Adalet ve Kalkınma Partisi'nde yıllardır siyaset yapan, Odunpazarı ve Büyükşehir Belediyesi'nde "Grup Başkan vekili" görevini üstlenmiş, işadamı Murat Özcan'dan bahsediyorum...
Bir süredir, yani yaklaşık 3 aydır, birileri tarafından yüksek düzeyde saldırı ve iftira yağmuruna tutuluyor. İlk başlarda bu saldırıya partisinin içinden de birkaç kişi katılmak istedi, ancak gerekli yerlerden ağızlarının paylarını almış olacaklar ki şimdilerde pek konuşamıyorlar.
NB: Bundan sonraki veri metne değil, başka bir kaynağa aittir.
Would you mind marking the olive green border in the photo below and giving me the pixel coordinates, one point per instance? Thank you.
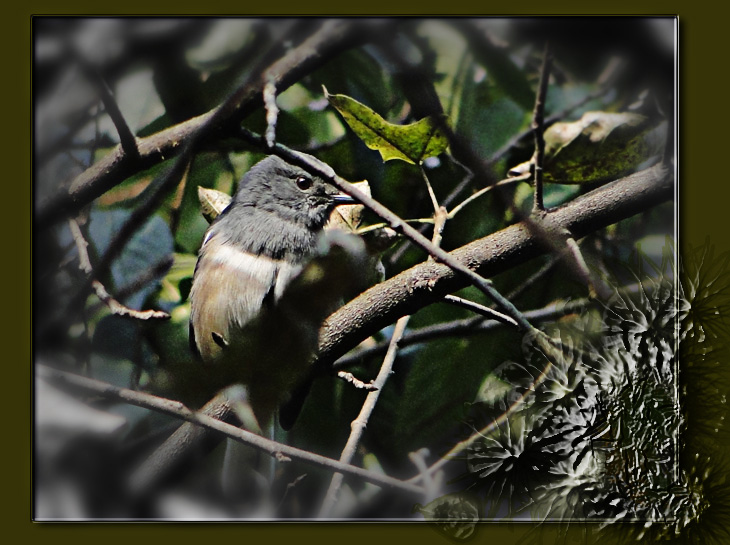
(703, 193)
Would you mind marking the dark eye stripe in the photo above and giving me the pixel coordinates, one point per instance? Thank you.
(303, 182)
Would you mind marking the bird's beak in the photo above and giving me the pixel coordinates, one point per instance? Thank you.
(342, 198)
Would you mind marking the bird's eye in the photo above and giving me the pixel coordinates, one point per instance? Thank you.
(303, 182)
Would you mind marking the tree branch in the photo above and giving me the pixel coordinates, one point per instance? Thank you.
(428, 282)
(331, 39)
(178, 410)
(538, 117)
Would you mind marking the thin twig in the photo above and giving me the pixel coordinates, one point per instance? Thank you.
(428, 282)
(461, 328)
(501, 183)
(329, 40)
(126, 136)
(431, 194)
(114, 306)
(480, 309)
(395, 222)
(356, 382)
(538, 118)
(358, 425)
(485, 431)
(179, 410)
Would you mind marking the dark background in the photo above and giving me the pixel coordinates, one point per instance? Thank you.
(702, 200)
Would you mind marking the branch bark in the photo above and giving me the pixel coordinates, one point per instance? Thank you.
(428, 282)
(331, 39)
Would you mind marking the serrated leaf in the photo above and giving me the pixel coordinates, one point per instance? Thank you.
(411, 143)
(349, 216)
(212, 202)
(600, 146)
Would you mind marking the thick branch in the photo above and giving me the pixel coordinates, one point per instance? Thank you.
(330, 40)
(178, 410)
(428, 282)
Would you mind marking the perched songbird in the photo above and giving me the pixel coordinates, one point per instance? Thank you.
(250, 322)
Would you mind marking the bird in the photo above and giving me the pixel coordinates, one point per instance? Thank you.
(255, 314)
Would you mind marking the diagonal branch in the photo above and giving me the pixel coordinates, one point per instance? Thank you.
(178, 410)
(330, 40)
(114, 306)
(538, 117)
(428, 282)
(396, 223)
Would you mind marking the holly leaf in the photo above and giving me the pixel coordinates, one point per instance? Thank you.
(600, 146)
(412, 143)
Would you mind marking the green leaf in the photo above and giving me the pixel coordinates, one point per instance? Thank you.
(600, 146)
(411, 143)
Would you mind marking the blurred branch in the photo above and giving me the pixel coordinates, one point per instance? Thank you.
(359, 424)
(178, 410)
(114, 306)
(332, 37)
(461, 328)
(538, 117)
(127, 139)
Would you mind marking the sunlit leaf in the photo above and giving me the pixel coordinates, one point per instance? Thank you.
(411, 143)
(212, 202)
(600, 146)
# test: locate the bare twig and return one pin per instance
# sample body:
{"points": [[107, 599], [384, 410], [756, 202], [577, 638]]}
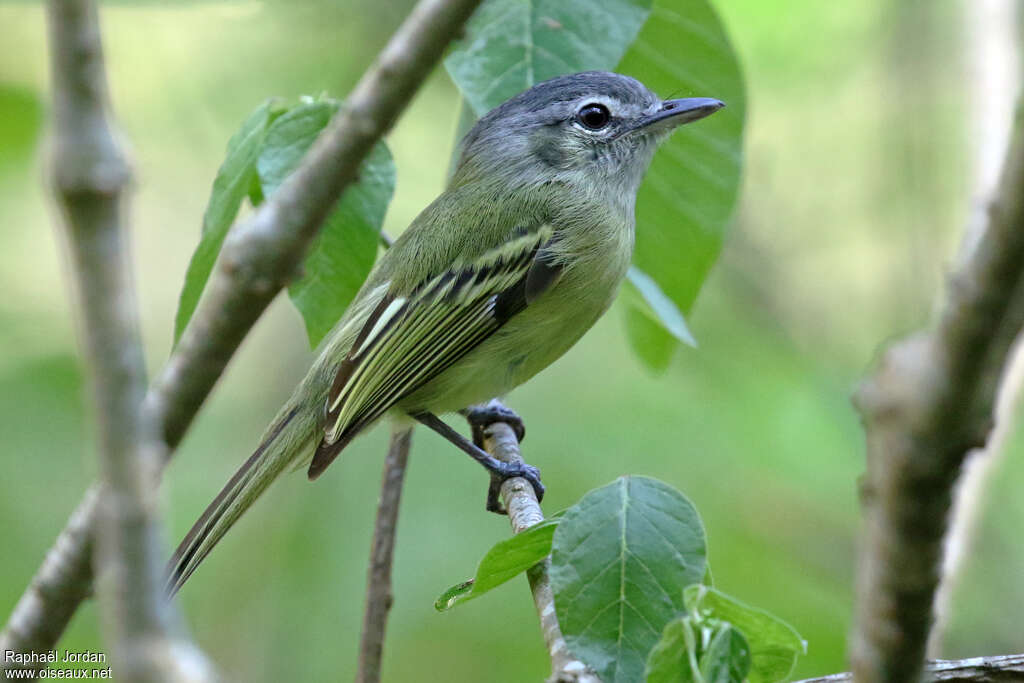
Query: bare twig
{"points": [[524, 511], [90, 177], [379, 596], [928, 404], [994, 62], [258, 258], [999, 669]]}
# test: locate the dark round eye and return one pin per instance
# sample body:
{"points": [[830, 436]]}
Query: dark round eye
{"points": [[594, 116]]}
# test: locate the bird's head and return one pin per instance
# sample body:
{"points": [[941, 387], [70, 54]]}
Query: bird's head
{"points": [[596, 128]]}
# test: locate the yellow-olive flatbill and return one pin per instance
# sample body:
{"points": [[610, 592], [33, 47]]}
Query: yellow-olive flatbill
{"points": [[493, 282]]}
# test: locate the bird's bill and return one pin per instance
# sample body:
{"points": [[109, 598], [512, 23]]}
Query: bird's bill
{"points": [[678, 112]]}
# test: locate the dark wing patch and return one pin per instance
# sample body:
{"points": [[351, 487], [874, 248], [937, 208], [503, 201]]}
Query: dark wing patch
{"points": [[408, 341]]}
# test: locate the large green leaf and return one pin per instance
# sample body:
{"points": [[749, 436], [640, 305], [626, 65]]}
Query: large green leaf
{"points": [[343, 253], [22, 114], [620, 560], [505, 560], [774, 644], [235, 177], [687, 199], [511, 44], [695, 650], [649, 313]]}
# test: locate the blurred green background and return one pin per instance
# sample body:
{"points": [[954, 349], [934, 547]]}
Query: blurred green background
{"points": [[856, 188]]}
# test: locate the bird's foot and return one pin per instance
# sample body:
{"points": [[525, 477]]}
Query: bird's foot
{"points": [[484, 415], [506, 471]]}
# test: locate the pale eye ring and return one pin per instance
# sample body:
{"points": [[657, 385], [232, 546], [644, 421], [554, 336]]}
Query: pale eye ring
{"points": [[594, 116]]}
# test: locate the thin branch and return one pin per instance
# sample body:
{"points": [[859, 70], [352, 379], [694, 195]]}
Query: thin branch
{"points": [[999, 669], [379, 596], [524, 511], [993, 55], [928, 404], [258, 258], [90, 178]]}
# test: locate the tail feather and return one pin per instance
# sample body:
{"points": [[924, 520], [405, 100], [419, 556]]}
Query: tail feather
{"points": [[276, 451]]}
Beri yandan saldırı ve iftiraların hangi gazeteciler aracılığıyla piyasaya sürüldüğüne dikkatle bakanlar, saldırı kaynağını rahatça tespit edebilir...
Murat Özcan, doğru düzgün siyaset yapan, ağzından çıkanı kulağı duyan, insan ilişkilerine önem veren bir kişi. Hani derler ya "Eskişehir siyaseti, doğru düzgün siyasetçi üretemiyor" diye, bu sözü boşa çıkaran kişilerden biri...
İl Başkan vekilliği yaptığı dönemlerden başlayarak parti içinde de kendisini rakip olarak gören kişiler tarafından eleştirildi ve tabii bu siyasetin doğasında var, hiçbirine takılmadı millet. Ve fakat son zamanlarda eleştiri sınırını aşan, saldırı ve iftiraya uzanan 'çalışmalar' herkesin dikkatini çekti. Şimdilerde en çok "Murat Özcan adam gibi adamdır, yalnız değildir" cümlesini duyuyorum...
Murat Özcan, Büyükşehir Belediyesi'nde de Odunpazarı Belediyesi'nde de partisi adına 'muhalefet' görevi yürütüyor, ancak hem tarzı hem de kişiliği gereği, muhalefet ettiği kişilerin de saygı duyduğu bir kişi...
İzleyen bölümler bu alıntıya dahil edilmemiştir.